Margi Cintrano said:


> Thanks so much for your feedback.
> 
> I adore fresh goat cheese with herbs ... Lovely with grissini or fave type of bread ... French varieties are mild for first timers ...
> 
> ...


I love goat cheese soooo I'm going to be making some here at home. bought goats milk as I understand that gives the best fllavor. We shall see.  Wish me luck
kades


----------



## Hoot (Jul 2, 2012)

I am fond of goat cheese too. Mrs Hoot, on the other hand will not even try it. 
She says it ain't normal. I tried to tell her that goat cheese has likely been around longer than cow cheese. She says "Yep, I can understand that!"
Kadesma, let us know how it comes out, please!


----------



## kadesma (Jul 2, 2012)

Hoot said:


> I am fond of goat cheese too. Mrs Hoot, on the other hand will not even try it.
> She says it ain't normal. I tried to tell her that goat cheese has likely been around longer than cow cheese. She says "Yep, I can understand that!"
> Kadesma, let us know how it comes out, please!


_'ll let you knw. My daughter is going to help me so I'm anxious to get started. You Mrs. Hoot doesn't know what she is missing. I have some my other daughter brought over yesterday, It is packed with herbs, Italian parsley, a touch of rosemary and tarragon. will be used tonight on toasted baguette with prosciutto that's been crisped _ should be wonderful.
kades


----------



## Margi Cintrano (Jul 3, 2012)

*Kades: Wow, Homemade Goat Cheese!*

 Buon Giorno Kadesma,

Wow ... I cannot wait to see a photo and hear all about the results ...

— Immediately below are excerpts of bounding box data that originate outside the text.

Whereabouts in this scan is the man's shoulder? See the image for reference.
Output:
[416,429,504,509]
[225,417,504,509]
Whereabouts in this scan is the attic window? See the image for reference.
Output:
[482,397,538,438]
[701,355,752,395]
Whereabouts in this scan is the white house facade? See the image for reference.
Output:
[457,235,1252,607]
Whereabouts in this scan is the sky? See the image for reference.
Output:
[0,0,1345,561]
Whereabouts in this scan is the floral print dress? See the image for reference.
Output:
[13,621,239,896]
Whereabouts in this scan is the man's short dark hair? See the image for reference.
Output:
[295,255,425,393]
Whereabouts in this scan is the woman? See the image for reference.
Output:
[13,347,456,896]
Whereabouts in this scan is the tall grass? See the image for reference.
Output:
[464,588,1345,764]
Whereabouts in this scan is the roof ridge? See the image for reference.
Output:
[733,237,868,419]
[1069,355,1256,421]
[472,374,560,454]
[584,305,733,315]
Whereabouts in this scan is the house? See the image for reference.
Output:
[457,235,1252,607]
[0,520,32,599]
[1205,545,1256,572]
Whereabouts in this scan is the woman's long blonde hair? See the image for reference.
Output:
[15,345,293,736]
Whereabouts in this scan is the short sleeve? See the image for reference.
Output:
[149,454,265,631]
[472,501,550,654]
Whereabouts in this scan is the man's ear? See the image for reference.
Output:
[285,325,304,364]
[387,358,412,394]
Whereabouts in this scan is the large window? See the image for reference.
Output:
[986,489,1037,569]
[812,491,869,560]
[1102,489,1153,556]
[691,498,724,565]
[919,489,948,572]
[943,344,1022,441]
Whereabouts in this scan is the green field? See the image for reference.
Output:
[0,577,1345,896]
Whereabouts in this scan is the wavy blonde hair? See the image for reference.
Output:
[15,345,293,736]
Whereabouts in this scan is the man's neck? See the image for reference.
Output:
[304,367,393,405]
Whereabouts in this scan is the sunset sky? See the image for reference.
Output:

What type flavour profile are your aiming for ? 

I truly love fresh creamy goat cheese, semi hard goat cheese and aged ... 

I make home made Ricotta all the time, as it is so simple ... The recipe is on D.C.´s Cheese Section ...

I look forward to hearing from you, 
Kind Regards and Happy 4th,
Ciao, Margi.


----------



## Margi Cintrano (Jul 3, 2012)

Buon Giorno Steve,

I have found that with Gorgonzola Blue Vein Variety, it pairs lovely with Port, either Portuguese or Sardinian slightly chilled ... It is a match made in heaven ... 

Which Ports have you liked ? 

Ciao, Have a Happy 4th,
Margi.


----------



## Margi Cintrano (Jul 3, 2012)

Hoot,

I am a Cheese-a-holic ... and the only cheeses I do not really care for without melting them, are some hard aged cow varieties for example; Edam, Swiss, Gouda, Havarti or Orange rind types or orange compact flesh for eg: cheddar and muenster ...

If, Mrs. Hoot, were to taste ( without knowing ) some in a Quiche or Grilled Cheese for example or in a Lasagne al Forno --- she probably would develop a taste for it ... and not notice it was goat milk cheese verses cow milk cheese.

Does she like ewe milk cheeses ? 

There are some goat cheeses which are very similar to Cream Cheese, as in Philadelphia Brand except made with goat´s milk verses cow milk.

She might of had a bad experience as a kid with goat milk ? 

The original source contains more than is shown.